The door burst open and an enormous man in a Brazilian football strip, carrying a baseball bat, with a bar through his nose and a huge moustache, threw himself at Sefton.

* * *

Costain jumped back off the bed, his hands in the air. ‘Mate, mate, I didn’t touch her!’

His own assailant, shaved head and paunch, pretty designer T-shirt with a much-copied image of some Seventies model, hefty about the limbs, obviously used to dealing damage and carrying what looked like a specialist hunting knife, instinctively glanced at the woman.

Costain wrenched his arm over, made him drop the knife and dived for the door.

* * *

Sefton felt his bruised ribs as the Brazil fan made to smash him across the body. He danced out of the way, avoided the grasp and headed for the door. He saw Mi Ling carefully not reacting, then he was out of there, into the corridor, where he could hear a whole stampede of footsteps rushing up the stairs. There was Costain, dashing out of a door in front of him. They looked at each other. ‘Window?’ said Costain. They grabbed for it, and started to haul it away from its sealed, peeling paintwork.

* * *

‘Fuck,’ said Quill, panting as he arrived at the door, Ross beside him. ‘Fuck.’ He hammered on the door, rang the doorbell, and then kicked it for good measure.
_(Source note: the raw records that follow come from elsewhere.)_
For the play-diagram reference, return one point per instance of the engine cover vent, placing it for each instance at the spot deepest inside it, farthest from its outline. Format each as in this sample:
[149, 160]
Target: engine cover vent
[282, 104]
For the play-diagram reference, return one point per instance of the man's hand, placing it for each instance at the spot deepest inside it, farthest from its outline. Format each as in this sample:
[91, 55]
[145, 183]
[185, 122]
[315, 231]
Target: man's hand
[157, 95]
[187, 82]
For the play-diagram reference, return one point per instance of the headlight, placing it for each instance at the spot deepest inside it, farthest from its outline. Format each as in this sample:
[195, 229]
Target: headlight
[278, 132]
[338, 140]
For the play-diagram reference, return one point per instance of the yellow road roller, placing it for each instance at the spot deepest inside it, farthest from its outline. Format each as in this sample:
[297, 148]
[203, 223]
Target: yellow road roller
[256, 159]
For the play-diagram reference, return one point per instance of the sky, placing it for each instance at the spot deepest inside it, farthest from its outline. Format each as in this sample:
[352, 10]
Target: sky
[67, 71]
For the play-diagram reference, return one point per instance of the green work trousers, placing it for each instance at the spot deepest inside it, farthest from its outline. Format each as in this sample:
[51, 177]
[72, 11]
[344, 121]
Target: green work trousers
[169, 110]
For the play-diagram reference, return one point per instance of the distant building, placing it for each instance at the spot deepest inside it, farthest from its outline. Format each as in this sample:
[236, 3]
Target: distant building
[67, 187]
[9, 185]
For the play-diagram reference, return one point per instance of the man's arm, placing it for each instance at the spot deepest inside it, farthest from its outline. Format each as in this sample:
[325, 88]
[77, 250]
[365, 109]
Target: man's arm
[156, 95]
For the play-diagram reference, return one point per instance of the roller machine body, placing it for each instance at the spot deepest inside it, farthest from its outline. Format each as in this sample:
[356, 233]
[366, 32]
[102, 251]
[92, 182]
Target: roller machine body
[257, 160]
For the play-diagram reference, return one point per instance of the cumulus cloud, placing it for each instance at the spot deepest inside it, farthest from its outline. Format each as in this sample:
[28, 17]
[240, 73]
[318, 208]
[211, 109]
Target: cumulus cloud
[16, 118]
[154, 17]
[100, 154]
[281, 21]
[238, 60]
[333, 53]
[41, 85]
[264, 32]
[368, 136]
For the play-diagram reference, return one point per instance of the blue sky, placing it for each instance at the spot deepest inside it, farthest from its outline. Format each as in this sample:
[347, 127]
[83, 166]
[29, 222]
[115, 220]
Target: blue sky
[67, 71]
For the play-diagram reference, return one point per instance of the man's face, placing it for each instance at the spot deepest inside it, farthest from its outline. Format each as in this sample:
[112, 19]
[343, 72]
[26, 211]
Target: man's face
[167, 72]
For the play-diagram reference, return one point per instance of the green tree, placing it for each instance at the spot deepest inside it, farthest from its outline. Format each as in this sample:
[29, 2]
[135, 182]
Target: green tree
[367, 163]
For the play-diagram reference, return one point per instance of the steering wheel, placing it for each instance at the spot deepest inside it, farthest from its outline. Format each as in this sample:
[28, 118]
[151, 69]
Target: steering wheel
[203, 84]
The door opened and a woman he assumed to be the one who’d welcomed Costain and Sefton looked out. ‘This is a private-’

Quill shoved his warrant card in her face. ‘I know what this is. My name is DI James Quill, and the two men you’re having a go at are police officers on an operation. So unless you want to be party to assaulting a police officer-’

There came a crash from behind the building. ‘I think,’ said the woman, her voice dripping with contempt, ‘you’ll find they just left.’